Il s'agit de trouver une alternative humaine à toutes les inhumanités auxquelles notre planète est soumise. 
Ce qui nécessite le rejet de trois types d’"inacceptable":
. la toute puissance du monde financier,
. l'exploitation des ressources de la planète,
. la discrimination entre ceux qui ont des papiers et ceux qui n’en ont pas.
Dans la mesure où il s’agit d’un projet universel, il ne peut qu’être flou. 
Rappelons le: il faut laisser du temps au temps. 
Car nous n'avons pas d'autre choix. 
Aujourd’hui, nous nous dirigeons en somnambule vers l’horreur absolue. 
Celle-là même que nous nous étions promis de ne jamais répéter. 
A savoir celle des... camps de concentration! 
Sait-on par exemple que, dans les centres fermés, les réfugiés reçoivent 1000 calories par jour? Soit à peine plus que les 800 dont avaient à se contenter les victimes de la Shoa...?» 

Propositions ? Euuuh... 

Les propositions à présenter?
De l'altermondialisme à la simplicitévolontaire en passant par la décroissance, la créativité culturelle, l'allocation universelle (4), le développement durable (5), le business social (6), l'économie sociale (7), la responsabilité sociétale des entreprises et/ou des acteurs économiques (8), la finance solidaire ou  responsable (9), le commerce équitable (10), la monnaie sociale (11), la transition écologique et économique (12), le Revenu de Transition Economique (13), le post-capitalisme (14) ou le post-libéralisme (15)...: une série impressionnante de courants de pensée et modes de vie émergents pourraient servir de points d'appui aux indignés.
Qui s'abstiennent pourtant de toute source d'inspiration de ce type. 
Explicitement en tout cas, aucune référence n'est faite à ce qui existe. 
On semble préférer repartir de zéro. 
Et vouloir tout (ré)inventer par soi-même. 
Qui plus est, souvent, sans faire appel au moindre spécialiste, qu'il soit économiste, politologue, juriste ou autre. 
Côté jardin, un tel choix assure de ne pas se faire récupérer.
Mais côté cour, il expose à un triple risque...
. Celui de réinventer la poudre.
. Celui, en perdant du temps, de manquer une hypothétique fenêtre d'opportunité historique.
. Celui, enfin, dénoncé en son temps par Alexis de Tocqueville...   
«Dans la démocratie, les simples citoyens voient un homme qui sort de leurs rangs et qui parvient en peu d'années à la richesse et à la puissance, écrivait le penseur français.
Ce spectacle excite leur surprise et leur envie.
Ils recherchent comment celui qui était hier leur égal est aujourd'hui revêtu du droit de les diriger. 

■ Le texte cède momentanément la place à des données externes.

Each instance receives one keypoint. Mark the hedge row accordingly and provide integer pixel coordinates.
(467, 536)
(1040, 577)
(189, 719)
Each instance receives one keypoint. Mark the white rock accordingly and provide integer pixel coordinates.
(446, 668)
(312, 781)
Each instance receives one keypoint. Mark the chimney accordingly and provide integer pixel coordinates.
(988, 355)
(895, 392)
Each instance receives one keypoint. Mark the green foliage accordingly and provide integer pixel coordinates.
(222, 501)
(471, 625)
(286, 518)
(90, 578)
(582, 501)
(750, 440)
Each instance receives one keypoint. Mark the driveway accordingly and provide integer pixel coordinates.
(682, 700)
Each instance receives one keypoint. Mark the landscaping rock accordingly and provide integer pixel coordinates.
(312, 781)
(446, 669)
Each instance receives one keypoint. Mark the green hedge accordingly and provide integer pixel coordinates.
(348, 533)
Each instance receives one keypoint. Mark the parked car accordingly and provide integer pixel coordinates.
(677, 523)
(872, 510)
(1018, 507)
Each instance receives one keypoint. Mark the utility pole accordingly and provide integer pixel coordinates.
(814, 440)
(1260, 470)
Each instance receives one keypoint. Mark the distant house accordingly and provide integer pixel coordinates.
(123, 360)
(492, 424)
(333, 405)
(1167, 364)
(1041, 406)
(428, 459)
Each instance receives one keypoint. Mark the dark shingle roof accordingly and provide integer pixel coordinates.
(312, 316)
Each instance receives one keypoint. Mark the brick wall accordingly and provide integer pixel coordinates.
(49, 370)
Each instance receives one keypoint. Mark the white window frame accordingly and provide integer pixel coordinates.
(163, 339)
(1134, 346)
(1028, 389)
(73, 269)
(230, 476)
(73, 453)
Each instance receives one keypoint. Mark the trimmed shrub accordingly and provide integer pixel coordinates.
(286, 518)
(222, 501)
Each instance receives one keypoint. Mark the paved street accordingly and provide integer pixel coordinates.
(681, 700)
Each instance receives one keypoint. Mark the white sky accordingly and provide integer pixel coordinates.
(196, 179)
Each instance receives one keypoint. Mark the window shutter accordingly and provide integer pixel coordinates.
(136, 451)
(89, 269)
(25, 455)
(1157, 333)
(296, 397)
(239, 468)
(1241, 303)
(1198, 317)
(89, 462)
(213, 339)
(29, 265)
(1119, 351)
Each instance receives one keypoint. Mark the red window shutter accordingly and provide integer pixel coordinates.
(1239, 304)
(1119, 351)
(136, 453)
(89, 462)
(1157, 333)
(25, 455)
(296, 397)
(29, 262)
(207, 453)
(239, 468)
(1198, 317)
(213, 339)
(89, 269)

Attribuer son élévation à ses talents et à ses vertus est incommode, car c'est avouer qu'eux-mêmes sont moins vertueux et moins habiles que lui. 
Ils en placent donc la principale cause dans quelques-uns de ses vices, et souvent ils ont raison de le faire. 
Il s'opère ainsi je ne sais quel odieux mélange entre les idées de bassesse et de pouvoir, d'indignité et de succès, d'utilité et de déshonneur.» (16)
Qu'en pensent nos interlocuteurs indignés ?
«Sous cet angle, l'expérience bruxelloise s'est avérée dramatique, tranche Ben, un Belge d'origine portugaise chargé du site internet de la capitale du plat pays. 
On peut presque parler de dictature de l'horizontalité. 
Un concept revendiqué par tout un tas de pseudo libres penseurs. 
Qui, malheureusement, réfléchissent beaucoup plus qu'ils n'agissent...» 

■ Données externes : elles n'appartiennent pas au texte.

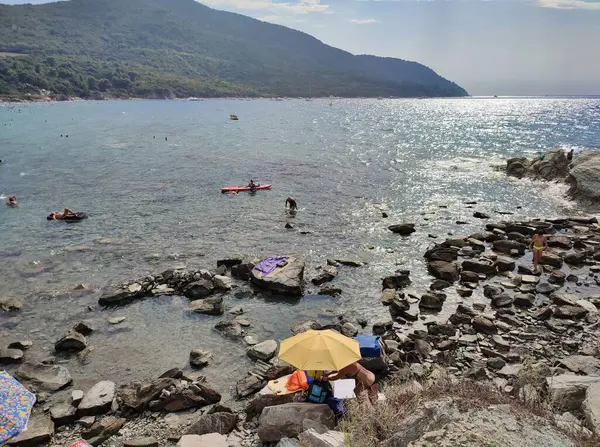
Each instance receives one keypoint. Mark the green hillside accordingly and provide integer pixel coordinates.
(163, 48)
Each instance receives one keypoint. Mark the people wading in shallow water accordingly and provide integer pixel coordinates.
(293, 206)
(538, 245)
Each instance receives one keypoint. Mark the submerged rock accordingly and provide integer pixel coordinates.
(44, 377)
(403, 229)
(98, 400)
(286, 280)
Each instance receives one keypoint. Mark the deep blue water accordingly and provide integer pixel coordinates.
(156, 203)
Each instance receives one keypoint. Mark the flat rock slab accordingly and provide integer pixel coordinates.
(330, 438)
(147, 441)
(209, 440)
(582, 364)
(98, 399)
(591, 408)
(568, 391)
(39, 431)
(44, 377)
(286, 280)
(286, 421)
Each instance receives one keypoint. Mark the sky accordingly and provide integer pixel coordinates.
(489, 47)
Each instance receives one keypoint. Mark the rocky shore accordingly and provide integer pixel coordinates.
(582, 173)
(534, 338)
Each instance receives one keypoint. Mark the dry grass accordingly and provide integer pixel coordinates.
(369, 425)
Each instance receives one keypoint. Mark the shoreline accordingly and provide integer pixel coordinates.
(523, 309)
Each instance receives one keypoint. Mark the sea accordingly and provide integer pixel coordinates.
(149, 175)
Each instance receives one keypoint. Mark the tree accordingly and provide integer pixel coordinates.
(92, 83)
(104, 85)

Vous avez dit stratégies ? 

Les stratégies d'action à arrêter ? 
«Devant l’absence de pers­pec­tive, même immédiate, le démocra­tisme abs­trait va être érigé en prin­cipe, "enfonce" Temps critiques. 
L’Assemblée générale doit être régie par le consen­sus après dis­cus­sion. 
Ce qui conduit le plus sou­vent au blo­cage puisqu’une petite mino­rité peut tou­jours cri­ti­quer un point par­ti­cu­lier. 
Dans ce cas, la décision est renvoyée à une com­mis­sion quitte à ce que la pro­po­si­tion revienne devant l’A.G. après modi­fi­ca­tion. 
On a là en germe toutes les tares du par­le­men­ta­risme.» (17)
«L’horizontalité bien comprise ne doit pas empêcher de fonctionner à la majorité, abonde Damien.  
Et pour cause: si elle se confond avec l’unanimité, elle barre la route à quelque décision que ce soit. 
Elle n’a donc à incorporer les avis divergents que jusqu’à un certain point: dès lors qu'un désaccord fondamental apparaît, on doit pouvoir continuer sans l’ultra-minorité qui le porte. 
Le cas échéant, celle-ci doit se montrer assez mature pour quitter le groupe.»
Une leçon manifestement tirée de l'expérience. 
Dont celle du Carré de Moscou, à Bruxelles.
Où certains caractères dominants sont notamment parvenus à faire passer l'idée que tout devait se régler «en famille», donc en évitant comme la peste quelque forme de patronage politique, syndical ou associatif que ce soit. 
Ainsi, rappelons-le, que toute velléité de récupération de la part de professionnels. 
Ceux de la politique ou du syndicalisme, bien sûr.   
Mais aussi ceux de l'économie, du droit... (18)(19)

(A suivre)

Christophe Engels

(1) Toutes ces idées et expressions parsemaient la littérature indignée.
(2) Réelle Démocratie Maintenant ! Belgium, Analyse. Le mouvement des "indignés". Potentialités, contradictions, perspectives, www.facebook.com/note.php?note_id=162316587171545.
(3) Les indignés : écart ou sur-place ? Désobéissance, résistance et insubordination, in Temps cri­ti­ques, http://tempscritiques.free.fr/spip.php?article283.
(4) Voir par exemple Yannick Vanderborght et Philippe Van Parijs, L’allocation universelle, La Découverte, coll. Repères, Paris, 2005.
(5)Voir par exemple Jackson Tim, Prospérité sans croissance, La transition vers une économie durable, Etopia et De Boeck, Namur et Bruxelles, 2010.
(6) Voir par exemple Yunus Muhammad, Vers un nouveau capitalisme, J.-C. Lattès, coll. Le Livre de Poche, Paris, 2007.
(7) Voir par exemple Mertens Sybille, Définir l'économie sociale, Les cahiers de la Chaire Cera, volume 2, ULg, 2007.
(8) Voir par exemple Gendron Corinne, L’entreprise comme vecteur du progrès social: la fin ou le début d’une époque?, in Les cahiers de la CRSDD, collection Recherche, Montréal, 2009.
(9) Voir par exemple www.rfa.be
(10) Voir par exemple l'analyse du Siréas : Commerce équitable. L'intention qui compte. www.sireas.be/pages/spip.php?page=publications&id_article=559.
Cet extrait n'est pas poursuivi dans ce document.